Fast forward a few months ago, and I feel it again and it's still there, about the same size maybe a tad bigger, but there is a new extremely small sized lump above it. On the other side, the lymph node that I also noticed has gotten bigger. I was pretty shocked when I was able to grab the whole thing between my finger and thumb, and roll it around. It felt like a marble. Even the more shocking thing is that I also noticed more recently a bunch of hard lymph nodes under my chin. This is not looking good.
I find another ENT and schedule a visit. He ultrasounds everything, and says the one I noticed a year ago is a lymph node, 7 mm, but moveable and he thinks it's spongy (I don't understand why these guys dont grab them between the skin instead of pushing them against SPONGY muscle). The one on the other side, though, is 9 mm. He also finds a bunch of superficial lymph nodes under my chin. He thinks they are nothing, and that we should play the wait and see game in 3 months. He says the lymph nodes have sharp defined borders, are smaller than 1 cm, and feel spongy and moveable. He thinks we will just be biopsying lymph tissue. I leave feeling a bit perplexed and look up more info.

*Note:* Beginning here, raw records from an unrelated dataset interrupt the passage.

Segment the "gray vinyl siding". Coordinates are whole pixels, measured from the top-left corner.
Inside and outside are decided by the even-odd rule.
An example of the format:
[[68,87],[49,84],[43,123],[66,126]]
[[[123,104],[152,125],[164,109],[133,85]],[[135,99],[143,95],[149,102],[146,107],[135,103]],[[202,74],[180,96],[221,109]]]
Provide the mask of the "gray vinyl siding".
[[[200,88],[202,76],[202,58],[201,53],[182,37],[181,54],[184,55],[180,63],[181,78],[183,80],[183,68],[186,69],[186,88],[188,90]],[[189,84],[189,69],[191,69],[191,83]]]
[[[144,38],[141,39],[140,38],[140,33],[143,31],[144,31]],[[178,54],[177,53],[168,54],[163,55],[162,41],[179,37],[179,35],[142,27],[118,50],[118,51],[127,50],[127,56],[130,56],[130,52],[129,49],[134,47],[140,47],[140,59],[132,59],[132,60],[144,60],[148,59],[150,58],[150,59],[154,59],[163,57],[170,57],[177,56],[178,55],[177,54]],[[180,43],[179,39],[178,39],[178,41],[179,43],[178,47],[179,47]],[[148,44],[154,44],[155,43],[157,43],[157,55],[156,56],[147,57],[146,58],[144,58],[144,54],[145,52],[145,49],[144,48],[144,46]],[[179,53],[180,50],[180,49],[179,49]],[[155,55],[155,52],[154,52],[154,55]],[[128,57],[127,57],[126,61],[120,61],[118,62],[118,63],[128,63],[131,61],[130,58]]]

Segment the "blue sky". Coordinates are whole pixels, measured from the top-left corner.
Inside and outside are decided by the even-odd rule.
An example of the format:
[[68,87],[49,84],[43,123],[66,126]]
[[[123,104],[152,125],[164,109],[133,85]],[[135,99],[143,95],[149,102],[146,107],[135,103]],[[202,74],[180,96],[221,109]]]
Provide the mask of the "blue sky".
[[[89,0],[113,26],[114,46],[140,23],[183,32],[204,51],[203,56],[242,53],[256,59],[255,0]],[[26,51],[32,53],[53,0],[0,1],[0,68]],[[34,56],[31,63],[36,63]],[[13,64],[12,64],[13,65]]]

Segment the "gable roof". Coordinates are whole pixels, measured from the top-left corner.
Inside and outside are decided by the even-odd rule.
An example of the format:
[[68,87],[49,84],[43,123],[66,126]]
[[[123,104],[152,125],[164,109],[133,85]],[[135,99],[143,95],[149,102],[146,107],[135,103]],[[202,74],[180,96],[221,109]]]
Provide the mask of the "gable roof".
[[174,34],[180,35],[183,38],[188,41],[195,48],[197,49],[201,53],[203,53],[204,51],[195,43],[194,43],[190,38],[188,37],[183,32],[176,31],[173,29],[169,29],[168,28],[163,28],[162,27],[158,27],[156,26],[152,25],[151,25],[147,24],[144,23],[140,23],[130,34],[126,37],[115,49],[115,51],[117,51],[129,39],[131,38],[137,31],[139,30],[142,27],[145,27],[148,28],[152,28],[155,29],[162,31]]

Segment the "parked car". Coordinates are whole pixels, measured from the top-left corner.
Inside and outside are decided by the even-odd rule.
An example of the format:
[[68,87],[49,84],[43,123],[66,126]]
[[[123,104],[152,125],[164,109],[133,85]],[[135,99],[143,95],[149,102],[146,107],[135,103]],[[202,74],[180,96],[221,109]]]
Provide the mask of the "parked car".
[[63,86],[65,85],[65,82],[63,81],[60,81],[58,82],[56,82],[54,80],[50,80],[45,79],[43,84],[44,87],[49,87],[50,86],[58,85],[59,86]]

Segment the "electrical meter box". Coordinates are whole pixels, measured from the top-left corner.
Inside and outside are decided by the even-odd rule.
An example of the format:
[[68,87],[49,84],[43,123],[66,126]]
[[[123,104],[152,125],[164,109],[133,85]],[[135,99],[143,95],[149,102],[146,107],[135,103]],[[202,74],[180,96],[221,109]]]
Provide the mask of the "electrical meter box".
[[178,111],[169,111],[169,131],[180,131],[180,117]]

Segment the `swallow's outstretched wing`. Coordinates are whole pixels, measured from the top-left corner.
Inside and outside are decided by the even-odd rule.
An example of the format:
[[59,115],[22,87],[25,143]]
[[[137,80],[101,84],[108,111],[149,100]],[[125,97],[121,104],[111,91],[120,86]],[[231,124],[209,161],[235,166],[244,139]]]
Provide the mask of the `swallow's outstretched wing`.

So, I found a study in a medical journal that shows that in their sample, contrary to wide held beliefs, sharply defined lymph nodes are much more likely to be metastatic cancer instead of reactive lymph nodes. Only in much advanced stages, when the cancer is beginning to invade surrounding tissue, does the fuzzy border start to appear. Also, the 1 cm diagnostic criteria is often not a good indicator of cancerous lymph nodes. So, I schedule ANOTHER appt with another ENT.
After some discussion, he thinks I should just have an excisional biopsy of the 7 mm lymph node. He did a scope, found nothing, said everything looks normal. He also said that usually, metastatic tonsilar and BOT cancers present with one or two very large lymph nodes. He says I have several diffuse smaller ones. Personally, I've read many stories of people who have had visible tongue cancers, and several small metastatic lymph nodes found during neck dissections. I don't mention anything since he thinks it's best if we remove one and get pathology on it.
Personally, I think this is cancer. It's definitely not cysts, since we already know they are lymph nodes via ultrasound. It's not an infection since I've taken antibiotics a year ago for this and it did nothing. I also know that I have oncogenic
HPV, which is a well known etiology. I just find it odd that it has been a year since I found this little hard ball in my neck, and it hasn't really gotten any bigger; or that any visible oral symptoms have shown; or any of the common head and neck cancer symptoms have appeared (ear pain, bleeding, nasal fullness, asymmetry). I am actually kind of pissed that I didn't push for a biopsy earlier.